End of Timez - Episode 1 - Learning by bman1524

This is a zombie-apocalyptic based world. Choose if you're going to become a merciful survivor; or a stone-cold killer! Some minor choices that you may not think are a big deal could have a major impact on the story ark at later times. Episode 1 is very short, because I want to know feedback before continuing on. (P.S this is my first time doing one of these, so critique as you must.)
Review Kitaboo
25 Jun 2015
This is a good start! It tells me about how the game is going to go, what's going to happen. things like that. You give the player a good idea of what's to come. The only thing I would ask for is more choices, such as "Watch the tv", or "Choose who should die: Jessica, or Erick". Remember, no one truly cares if a person who is dead is reanimated! As long as you give a recap of the previous "episode," you're fine!

Comment snon200
24 Jun 2015
great game, i cant wait for the next parts

Comment XanMag
23 Jun 2015
The story seems like it might be worth playing through especially if it is longer. I played multiple times to see what you did with the different outcomes and I was a little disappointed from the first impressions (which could be rectified later in the story). The fact that you have to turn Erick down to save him kind of blows, but I hope you plan on working that into the story at a later point down the road. Perhaps you could have Erick knock on your door and you look through the keyhole to see who it is. You could describe a disheveled Erick with blood shot eyes and a dripping cut above his eyebrow, pleading with you to let him in. Just an idea. Other than the "Erick variation" to the story the different choices seem to lead to the same end result.

Pretty good writing overall, but be careful with some word choices, especially in conversations. Is it really how you want it to read? Is that how someone would really act or talk in this circumstance? Just check it. If you are happy with it, then it is okay.

It's a minor nuisance but... please put a comma before end quotes followed by a lower case letter of the next word. "Blah blah blah blah," replied Erick. - NOT "Blah blah blah blah." Replied Erick.

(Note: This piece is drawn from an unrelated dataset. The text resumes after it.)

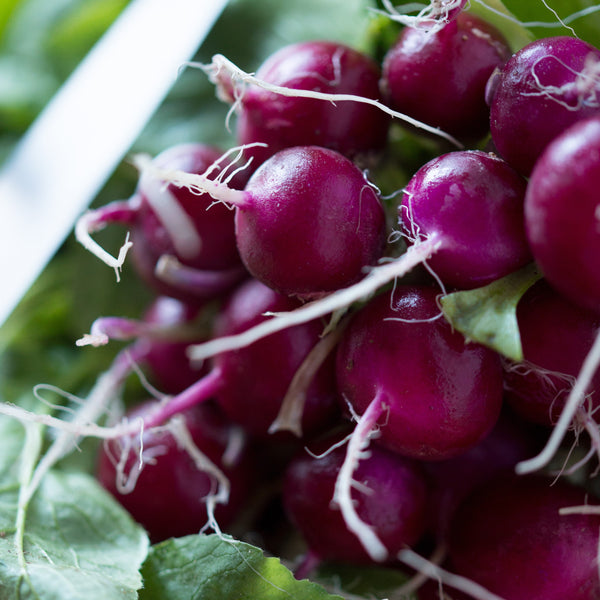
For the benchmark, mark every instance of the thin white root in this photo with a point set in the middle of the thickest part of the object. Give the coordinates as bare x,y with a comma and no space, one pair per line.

I don't think it is necessary to explain in detail the news report. Perhaps shorten that news dialogue. We all know what zombies are! =P

Finally, try to add suspense during the apartment scene. Instead of describing the newscast, perhaps heighten the readers suspense by hearing sounds in the walls, or flickering lights in the street, or the sounds of footsteps upstairs or in the hallway. Again, just a thought. I think in these games it is ESSENTIAL to build that suspense constantly or it might just fall flat.

All in all, continue writing. I'm not a fan of CYOA but would certainly be willing to beta test or play your addition to this game and offer feedback.

Good luck and Happy Gaming!
XanMag


Review BeggerStager
23 Jun 2015
Nice amount of text. But wow, that was short. I like where this is going. Although, perhaps you could add more choices. Instead of talking and giving. Perhaps... running away, or... throwing it at them, or... fighting them.